Are spaces allowed between terms in N-Triples 1.1?

Hi Semantic Web community,

Is [1] a valid N-Triples 1.1 statement (notice there are no spaces
between the terms)?  I'm able to find evidence that says "yes" and
able to find evidence that says "no".  I think "yes" is correct here,
but the specification document is able to trick a casual reader into
believing "no", several SotA tools currently implement according to
"no", and the test case is ambiguous (see below).

[1] <x:y><x:y><x:y>.

No, [1] is not valid:

  * The N-Triples 1.1 specification says that "The simplest triple
    statement is a sequence of (subject, predicate, object) terms,
    separated by whitespace and terminated by '.' after each triple."
    Under a certain interpretation of the word 'simplest' this means
    that whitespace is required, because if a statement S that is
    expressed by a triple T can also be expressed by a triple T' which
    only differs from T in that is contains no whitespaces, it follows
    that T is not the simplest triple expressing S.

  * The N-Triples specification defines canonical N-Triples as "The
    whitespace following subject, predicate, and object must be a
    single space, (U+0020)."  This implies that whitespace indeed
    follows the subject, predicate, and object terms ("the whitespace"
    does not refer to the empty string).

  * rdflib 4.2.2 gives an error when parsing [1].
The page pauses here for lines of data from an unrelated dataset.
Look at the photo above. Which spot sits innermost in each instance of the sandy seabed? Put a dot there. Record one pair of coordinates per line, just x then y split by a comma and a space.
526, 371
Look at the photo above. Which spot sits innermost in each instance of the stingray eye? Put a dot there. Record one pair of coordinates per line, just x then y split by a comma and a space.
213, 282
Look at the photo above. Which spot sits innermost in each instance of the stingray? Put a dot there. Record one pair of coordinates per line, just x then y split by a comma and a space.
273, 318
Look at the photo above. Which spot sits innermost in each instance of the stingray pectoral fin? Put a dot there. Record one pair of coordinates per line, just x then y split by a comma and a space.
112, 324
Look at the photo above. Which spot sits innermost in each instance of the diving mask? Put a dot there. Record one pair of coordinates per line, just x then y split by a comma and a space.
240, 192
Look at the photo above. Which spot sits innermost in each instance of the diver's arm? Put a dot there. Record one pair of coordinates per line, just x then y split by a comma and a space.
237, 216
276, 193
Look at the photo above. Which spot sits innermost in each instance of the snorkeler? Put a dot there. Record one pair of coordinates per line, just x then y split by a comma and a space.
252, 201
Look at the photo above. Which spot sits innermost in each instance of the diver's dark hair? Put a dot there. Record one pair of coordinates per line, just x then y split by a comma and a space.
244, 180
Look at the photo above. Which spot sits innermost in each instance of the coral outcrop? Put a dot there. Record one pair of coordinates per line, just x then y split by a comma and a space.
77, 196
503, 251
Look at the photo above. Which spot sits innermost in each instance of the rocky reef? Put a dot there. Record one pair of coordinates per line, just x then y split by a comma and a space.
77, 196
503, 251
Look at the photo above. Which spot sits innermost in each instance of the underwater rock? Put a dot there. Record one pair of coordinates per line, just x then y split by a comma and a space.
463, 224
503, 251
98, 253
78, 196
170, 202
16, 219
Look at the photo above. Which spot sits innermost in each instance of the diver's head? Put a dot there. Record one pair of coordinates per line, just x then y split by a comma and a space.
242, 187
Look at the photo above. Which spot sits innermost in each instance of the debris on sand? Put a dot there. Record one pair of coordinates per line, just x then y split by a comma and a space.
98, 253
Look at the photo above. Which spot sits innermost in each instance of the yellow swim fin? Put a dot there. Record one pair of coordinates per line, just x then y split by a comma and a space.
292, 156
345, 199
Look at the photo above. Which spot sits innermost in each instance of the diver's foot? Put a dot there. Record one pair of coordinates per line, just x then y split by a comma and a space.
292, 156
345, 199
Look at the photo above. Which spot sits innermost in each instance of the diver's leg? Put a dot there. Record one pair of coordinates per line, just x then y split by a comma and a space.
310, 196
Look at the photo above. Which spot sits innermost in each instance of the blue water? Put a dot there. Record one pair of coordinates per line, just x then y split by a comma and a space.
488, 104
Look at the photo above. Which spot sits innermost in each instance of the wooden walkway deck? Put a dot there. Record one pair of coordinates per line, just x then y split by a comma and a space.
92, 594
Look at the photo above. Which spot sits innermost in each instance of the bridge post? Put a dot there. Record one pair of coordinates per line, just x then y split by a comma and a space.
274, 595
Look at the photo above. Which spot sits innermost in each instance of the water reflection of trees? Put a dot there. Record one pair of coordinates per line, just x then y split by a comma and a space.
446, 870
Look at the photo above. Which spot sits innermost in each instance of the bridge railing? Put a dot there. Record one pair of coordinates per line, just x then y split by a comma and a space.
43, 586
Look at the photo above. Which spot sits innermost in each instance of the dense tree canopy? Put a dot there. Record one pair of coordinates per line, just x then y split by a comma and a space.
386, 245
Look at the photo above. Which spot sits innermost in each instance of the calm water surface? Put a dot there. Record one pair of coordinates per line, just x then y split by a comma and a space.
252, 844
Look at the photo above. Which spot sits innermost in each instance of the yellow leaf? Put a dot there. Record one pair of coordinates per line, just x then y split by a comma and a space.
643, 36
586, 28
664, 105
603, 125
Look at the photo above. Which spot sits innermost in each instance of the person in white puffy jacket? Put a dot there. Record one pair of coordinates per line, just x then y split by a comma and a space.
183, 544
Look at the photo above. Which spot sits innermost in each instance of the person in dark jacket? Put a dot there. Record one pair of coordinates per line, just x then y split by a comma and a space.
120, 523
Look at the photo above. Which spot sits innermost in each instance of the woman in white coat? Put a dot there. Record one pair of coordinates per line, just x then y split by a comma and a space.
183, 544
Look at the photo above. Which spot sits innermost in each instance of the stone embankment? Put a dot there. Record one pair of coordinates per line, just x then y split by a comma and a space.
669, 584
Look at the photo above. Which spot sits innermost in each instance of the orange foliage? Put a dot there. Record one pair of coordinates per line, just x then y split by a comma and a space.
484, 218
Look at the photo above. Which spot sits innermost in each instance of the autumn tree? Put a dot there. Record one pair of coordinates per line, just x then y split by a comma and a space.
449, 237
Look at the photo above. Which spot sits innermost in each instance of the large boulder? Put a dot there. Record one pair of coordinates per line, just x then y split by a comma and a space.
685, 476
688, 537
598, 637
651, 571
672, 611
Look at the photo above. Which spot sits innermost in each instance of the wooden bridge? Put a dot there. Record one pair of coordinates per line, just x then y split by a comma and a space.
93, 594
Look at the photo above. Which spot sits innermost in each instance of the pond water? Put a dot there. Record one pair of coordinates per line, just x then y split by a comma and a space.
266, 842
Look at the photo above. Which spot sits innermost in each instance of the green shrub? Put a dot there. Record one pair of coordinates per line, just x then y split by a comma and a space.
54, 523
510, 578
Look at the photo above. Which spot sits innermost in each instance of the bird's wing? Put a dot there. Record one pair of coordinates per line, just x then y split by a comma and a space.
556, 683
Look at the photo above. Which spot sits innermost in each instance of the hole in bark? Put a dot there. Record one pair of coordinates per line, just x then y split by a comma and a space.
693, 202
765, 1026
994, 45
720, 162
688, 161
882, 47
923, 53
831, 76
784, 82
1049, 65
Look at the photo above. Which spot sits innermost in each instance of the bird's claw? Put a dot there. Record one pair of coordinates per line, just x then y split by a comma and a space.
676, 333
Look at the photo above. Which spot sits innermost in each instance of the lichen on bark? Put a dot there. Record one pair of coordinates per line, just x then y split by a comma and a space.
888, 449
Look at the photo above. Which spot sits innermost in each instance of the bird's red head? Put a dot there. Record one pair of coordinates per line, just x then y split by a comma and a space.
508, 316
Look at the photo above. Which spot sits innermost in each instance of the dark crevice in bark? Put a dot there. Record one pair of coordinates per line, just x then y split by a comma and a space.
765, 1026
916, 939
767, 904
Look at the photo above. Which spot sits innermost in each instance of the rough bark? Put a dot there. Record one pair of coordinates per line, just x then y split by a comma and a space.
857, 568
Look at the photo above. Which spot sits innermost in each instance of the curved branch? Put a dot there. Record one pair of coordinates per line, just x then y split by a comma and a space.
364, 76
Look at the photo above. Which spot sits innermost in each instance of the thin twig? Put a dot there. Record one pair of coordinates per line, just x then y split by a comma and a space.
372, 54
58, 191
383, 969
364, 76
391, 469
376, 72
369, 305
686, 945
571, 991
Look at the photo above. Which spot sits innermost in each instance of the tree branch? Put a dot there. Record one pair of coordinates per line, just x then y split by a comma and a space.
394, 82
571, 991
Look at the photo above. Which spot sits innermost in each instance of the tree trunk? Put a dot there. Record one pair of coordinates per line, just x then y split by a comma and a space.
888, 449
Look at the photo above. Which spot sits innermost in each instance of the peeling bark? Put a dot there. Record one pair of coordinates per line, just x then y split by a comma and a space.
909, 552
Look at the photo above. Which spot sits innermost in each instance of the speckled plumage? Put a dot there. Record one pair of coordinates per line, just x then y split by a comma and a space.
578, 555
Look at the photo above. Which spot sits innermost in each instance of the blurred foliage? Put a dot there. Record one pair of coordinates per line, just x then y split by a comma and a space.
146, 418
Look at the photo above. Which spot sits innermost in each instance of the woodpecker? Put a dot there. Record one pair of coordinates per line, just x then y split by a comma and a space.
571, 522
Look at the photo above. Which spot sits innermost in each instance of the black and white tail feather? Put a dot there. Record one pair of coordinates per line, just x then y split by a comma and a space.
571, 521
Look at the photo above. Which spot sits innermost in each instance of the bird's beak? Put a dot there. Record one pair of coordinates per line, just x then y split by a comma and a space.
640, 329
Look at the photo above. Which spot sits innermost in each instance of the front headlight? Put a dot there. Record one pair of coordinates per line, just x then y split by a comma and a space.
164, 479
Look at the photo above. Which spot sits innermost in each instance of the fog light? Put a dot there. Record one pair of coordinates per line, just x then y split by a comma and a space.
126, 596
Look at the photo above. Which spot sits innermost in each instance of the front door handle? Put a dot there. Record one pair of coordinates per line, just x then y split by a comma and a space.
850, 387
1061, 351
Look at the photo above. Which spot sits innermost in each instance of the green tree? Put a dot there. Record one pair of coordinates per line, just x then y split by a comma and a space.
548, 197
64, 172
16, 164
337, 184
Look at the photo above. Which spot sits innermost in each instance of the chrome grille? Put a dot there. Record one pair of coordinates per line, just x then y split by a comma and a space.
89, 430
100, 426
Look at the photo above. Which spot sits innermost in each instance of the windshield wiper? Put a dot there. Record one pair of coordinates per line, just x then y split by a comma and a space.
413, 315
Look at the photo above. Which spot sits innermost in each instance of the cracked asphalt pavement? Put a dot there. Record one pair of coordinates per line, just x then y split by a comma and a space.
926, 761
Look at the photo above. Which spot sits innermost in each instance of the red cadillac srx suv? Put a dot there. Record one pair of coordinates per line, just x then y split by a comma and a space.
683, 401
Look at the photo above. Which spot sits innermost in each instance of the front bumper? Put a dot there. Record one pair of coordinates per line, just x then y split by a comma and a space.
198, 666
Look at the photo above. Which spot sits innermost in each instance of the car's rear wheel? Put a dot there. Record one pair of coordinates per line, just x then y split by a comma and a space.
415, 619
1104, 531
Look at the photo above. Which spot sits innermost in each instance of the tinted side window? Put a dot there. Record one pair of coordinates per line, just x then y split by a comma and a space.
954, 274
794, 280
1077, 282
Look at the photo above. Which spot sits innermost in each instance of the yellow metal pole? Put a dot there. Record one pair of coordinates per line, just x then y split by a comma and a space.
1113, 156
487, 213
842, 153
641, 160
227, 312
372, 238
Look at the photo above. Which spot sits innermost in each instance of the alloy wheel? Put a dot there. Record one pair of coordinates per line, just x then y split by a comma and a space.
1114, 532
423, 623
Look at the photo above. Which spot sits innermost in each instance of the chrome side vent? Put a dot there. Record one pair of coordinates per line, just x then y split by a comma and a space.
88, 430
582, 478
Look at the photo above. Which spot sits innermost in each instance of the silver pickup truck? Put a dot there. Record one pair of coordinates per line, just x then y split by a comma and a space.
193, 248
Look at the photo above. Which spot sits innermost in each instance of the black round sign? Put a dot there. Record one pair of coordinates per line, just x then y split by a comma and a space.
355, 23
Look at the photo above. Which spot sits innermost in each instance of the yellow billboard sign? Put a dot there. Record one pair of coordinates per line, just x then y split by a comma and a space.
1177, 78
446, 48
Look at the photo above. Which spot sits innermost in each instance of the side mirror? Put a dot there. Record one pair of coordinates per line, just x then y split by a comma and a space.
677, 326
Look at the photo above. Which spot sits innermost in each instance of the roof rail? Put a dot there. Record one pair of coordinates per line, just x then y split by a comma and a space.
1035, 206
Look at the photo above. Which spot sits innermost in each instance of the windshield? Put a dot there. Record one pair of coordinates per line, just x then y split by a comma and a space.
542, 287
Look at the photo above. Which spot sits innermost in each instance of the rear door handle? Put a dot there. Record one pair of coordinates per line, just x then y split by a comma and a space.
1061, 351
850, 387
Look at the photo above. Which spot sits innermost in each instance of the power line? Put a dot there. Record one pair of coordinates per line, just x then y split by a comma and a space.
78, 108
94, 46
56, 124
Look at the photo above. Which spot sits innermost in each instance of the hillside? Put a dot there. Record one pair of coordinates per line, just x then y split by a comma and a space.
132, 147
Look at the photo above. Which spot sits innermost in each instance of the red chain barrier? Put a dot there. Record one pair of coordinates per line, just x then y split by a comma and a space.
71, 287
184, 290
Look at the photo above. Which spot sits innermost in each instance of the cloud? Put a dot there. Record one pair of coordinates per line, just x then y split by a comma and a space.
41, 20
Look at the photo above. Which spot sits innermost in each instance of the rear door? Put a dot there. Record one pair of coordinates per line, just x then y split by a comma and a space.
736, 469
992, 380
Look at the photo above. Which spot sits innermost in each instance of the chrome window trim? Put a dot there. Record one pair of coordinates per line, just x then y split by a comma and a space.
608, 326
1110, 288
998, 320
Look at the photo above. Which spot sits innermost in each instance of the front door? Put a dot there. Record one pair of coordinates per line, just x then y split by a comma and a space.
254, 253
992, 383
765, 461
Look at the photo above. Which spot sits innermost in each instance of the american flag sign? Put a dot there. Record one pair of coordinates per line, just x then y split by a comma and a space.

  * SWI-Prolog Semweb library 7.5.10 gives an error when parsing [1].

  * There is a test case called `#minimal_whitespace' which has value
    `rdft:approval rdft:Proposed', and according to the test suite
    vocabulary this means that the test is "proposed but not
    approved", so minimal whitespace is a proposal that is not yet
    part of N-Triples 1.1.

  * It should always be possible to easily split an N-Triple statement
    based on whitespace characters.

Yes, [1] is valid:

  * The N-Triples 1.1 specification clearly states that "triples are a
    sequence of RDF terms representing the subject, predicate and
    object of an RDF Triple. These may be separated by white space
    (spaces U+0020 or tabs U+0009)."

  * Serd 0.26.0 correctly parses [1].

  * Jena 3.0 correctly parses [1].

  * Raptor 2.0.15 correctly parses [1].

  * There is a test case called `#minimal_whitespace' which is of type
    `rdft:TestNTriplesPositiveSyntax'.

  * The N-Triples 1.1 specification says that "White space (tab U+0009
    or space U+0020) is used to separate two terminals which would
    otherwise be (mis-)recognized as one terminal."  This may imply
    that whitespace is not required for separating non-terminals?

What can we do to clear up the situation regarding the use of
whitespace in N-Triples?  I can file bugs for rdflib and SWI-Prolog
semweb.  Can someone improve the specification and/or test case?
Or... am I wrong and and is "no" the correct answer after all?

---
Best regards,
Wouter Beek.

Received on Wednesday, 28 June 2017 15:15:50 UTC